So, I must have some appeal with older men. Not like that. (Refer to last post.) But, I must look approachable, trustworthy even. I hadn’t seen my neighbor long enough to engage in conversation for a few months maybe, but today all of that changed.
I am just walking by his house with my beautiful labradoodle, earbuds in, enjoying the unseasonable sun and warmth, when he stops me with what seemed like a quick hello. I wave, take my earbuds out, and walk closer for a bit of a chat. I casually comment on his Christmas lights and ask about his wife who is still living at his other home, seeing if she’s been convinced to join him in this new, albeit smaller set up.
He stops dead in his tracks and says she’s divorcing him after 50 years…divorcing him after having a brain aneurysm over seven years ago, leaving her entirely dependent on his care…divorcing him while he lets her keep the dog, the larger home with acres of lush grounds he enjoys farming, the car he just bought her…and his heart. Yes, he calls her an “absolute angel” today.
He knows she is not capable of thinking straight. He knows she cannot care for herself so he has been checking in on her. He knows that she probably has less than a year to live, and everything settled in divorce court will go to his daughter, allowing him to partake in his old home and his farming acres before the divorce is probably final in September.
My neighbor talks of embarrassment. He talks of all of his church friends knowing he has taken good care of her all of these years and being supportive, although it’s hard for him to face them now. He explains how, when he was served the papers, he went into a full blown anxiety attack and was left a motionless mess in the new home he bought them while he waited for his old friend to come check his heart. He motions to his chest, showing me where his friend beat on his ribs, thinking he was having a heart attack and trying to get him to respond after finding him on the hardwood floor. He says he will get through this.
I just stand there, listening, telling him I am shocked so I can only imagine how he must feel. I let him know that I acknowledge that this is a Big Pain, one of those things that stays with you forever. I comment that these things, when we get through them, change us forever, don’t they? I encourage him to get another dog so he is not so lonely and he says, “Well, only if it is a puppy, so I can train him to obey me,” as he launches into another story about his dog he no longer sees.
So, tonight, I think….should I get him a puppy for Christmas???!!!
So sad. A puppy is a great idea. Glad there is a lovely girl with a big heart like you roaming the neighborhood. Xo
I love the descriptor of me just roaming the neighborhood! Classic! Big smiles.
Oh, your poor neighbor.

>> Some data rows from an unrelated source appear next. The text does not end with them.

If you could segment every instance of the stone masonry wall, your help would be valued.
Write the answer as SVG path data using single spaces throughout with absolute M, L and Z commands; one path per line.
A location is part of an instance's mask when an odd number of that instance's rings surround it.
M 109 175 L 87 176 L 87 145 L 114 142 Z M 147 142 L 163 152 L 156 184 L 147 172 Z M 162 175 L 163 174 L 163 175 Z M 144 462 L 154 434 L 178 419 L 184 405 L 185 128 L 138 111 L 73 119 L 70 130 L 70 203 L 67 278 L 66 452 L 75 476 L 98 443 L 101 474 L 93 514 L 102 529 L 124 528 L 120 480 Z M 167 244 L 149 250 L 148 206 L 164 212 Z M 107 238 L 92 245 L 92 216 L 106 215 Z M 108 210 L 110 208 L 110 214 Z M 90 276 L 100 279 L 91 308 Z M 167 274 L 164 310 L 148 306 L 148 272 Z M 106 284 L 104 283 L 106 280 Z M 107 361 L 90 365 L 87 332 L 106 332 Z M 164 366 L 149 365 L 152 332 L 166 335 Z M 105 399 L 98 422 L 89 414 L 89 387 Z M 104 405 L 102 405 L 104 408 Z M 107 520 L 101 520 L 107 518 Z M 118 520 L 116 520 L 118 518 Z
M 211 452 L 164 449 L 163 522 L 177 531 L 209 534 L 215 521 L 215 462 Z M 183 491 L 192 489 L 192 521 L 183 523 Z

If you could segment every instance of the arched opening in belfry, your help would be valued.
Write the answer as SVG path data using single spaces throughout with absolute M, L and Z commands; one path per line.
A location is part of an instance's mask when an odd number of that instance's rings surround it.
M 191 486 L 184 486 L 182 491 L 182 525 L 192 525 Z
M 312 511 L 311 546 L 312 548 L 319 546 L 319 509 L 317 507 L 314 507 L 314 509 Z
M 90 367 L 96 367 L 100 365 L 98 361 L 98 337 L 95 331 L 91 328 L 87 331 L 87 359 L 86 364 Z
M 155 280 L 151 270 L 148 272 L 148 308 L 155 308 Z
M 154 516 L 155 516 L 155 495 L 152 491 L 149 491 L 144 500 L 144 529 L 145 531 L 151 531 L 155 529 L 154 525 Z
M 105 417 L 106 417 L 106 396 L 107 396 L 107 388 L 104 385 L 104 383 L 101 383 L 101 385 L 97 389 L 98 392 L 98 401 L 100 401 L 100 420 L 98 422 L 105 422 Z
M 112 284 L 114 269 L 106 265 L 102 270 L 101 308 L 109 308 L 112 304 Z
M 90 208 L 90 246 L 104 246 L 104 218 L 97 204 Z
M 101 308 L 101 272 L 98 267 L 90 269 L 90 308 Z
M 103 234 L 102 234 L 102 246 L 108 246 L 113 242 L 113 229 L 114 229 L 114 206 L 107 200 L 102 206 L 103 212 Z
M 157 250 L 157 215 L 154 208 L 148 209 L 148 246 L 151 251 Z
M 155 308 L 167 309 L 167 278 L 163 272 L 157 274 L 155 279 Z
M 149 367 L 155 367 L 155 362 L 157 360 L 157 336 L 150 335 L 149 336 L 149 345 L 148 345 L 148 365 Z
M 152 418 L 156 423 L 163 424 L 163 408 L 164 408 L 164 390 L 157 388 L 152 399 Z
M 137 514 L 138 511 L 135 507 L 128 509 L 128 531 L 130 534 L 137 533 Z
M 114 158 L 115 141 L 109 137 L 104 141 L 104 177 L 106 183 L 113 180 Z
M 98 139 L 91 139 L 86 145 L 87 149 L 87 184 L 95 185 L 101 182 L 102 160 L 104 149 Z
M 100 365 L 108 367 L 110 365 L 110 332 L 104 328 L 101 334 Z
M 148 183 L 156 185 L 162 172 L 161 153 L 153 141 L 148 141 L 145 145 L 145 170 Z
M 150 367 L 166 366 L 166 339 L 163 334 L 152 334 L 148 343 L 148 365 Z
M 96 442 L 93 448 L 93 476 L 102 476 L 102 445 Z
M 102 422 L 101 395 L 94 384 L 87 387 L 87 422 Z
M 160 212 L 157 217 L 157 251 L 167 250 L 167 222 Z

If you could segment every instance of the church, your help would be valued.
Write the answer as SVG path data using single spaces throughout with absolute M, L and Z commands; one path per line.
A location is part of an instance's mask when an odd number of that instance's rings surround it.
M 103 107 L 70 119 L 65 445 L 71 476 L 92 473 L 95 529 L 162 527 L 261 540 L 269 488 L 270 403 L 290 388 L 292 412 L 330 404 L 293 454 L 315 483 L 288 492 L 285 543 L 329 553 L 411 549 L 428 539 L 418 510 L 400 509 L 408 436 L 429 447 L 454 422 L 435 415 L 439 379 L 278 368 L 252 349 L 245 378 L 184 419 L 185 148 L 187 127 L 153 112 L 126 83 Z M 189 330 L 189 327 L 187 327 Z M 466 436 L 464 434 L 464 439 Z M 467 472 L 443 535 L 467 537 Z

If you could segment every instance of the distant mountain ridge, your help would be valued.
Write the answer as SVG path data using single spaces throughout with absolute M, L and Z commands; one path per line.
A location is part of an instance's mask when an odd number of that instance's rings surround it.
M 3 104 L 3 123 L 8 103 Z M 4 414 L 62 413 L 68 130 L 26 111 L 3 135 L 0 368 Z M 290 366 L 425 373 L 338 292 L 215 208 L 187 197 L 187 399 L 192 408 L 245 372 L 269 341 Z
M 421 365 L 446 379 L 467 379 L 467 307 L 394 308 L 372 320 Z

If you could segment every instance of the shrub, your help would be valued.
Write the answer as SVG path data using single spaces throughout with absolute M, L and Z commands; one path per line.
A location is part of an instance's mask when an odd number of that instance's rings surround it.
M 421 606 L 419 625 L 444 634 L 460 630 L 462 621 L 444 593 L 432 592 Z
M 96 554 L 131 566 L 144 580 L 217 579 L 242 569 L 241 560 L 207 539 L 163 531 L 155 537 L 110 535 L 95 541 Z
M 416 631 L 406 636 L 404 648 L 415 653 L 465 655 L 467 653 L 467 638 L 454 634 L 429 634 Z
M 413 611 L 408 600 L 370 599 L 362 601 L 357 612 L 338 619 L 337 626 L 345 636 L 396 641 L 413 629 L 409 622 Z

That is just heartbreaking!
It really is just the worst, right? Makes me thankful tonight for all I have in this moment.
This just broke my heart. I cannot even begin to imagine.
Ahhhh. I feel like a dog heals so much. Although I don’t know if he would relish the responsibility… What if he doesn’t want it? Am I just being overly practical and was it a rhetorical question?! I feel so bad for him. Glad you were there to talk. X
No! Our minds think alike. I would love to get him one but it’s a big responsibility to just give someone you don’t know that well. I feel bad for him too. Maybe dinners over would be a safer bet!
Yes! Dinner is definitely the way forward. I’d feel worried about assigning responsibility to a living, breathing dependent being without full consent… even though we did get a cat for my mum once after her other cat died – we were prepared to take responsibility and look after it if she didn’t want it! (She did. Most spoiled cat ever!)
Wow, you must really have a way:-) That’s pretty admirable.
Poor guy – no wonder he’s heartbroken. That’s an awful lot for a person to have to take.
I know, I just feel so bad for him, but luckily he is next door so I can keep an eye on him and his heart. 🙂 Makes me really thankful for not being lonely in my life right now.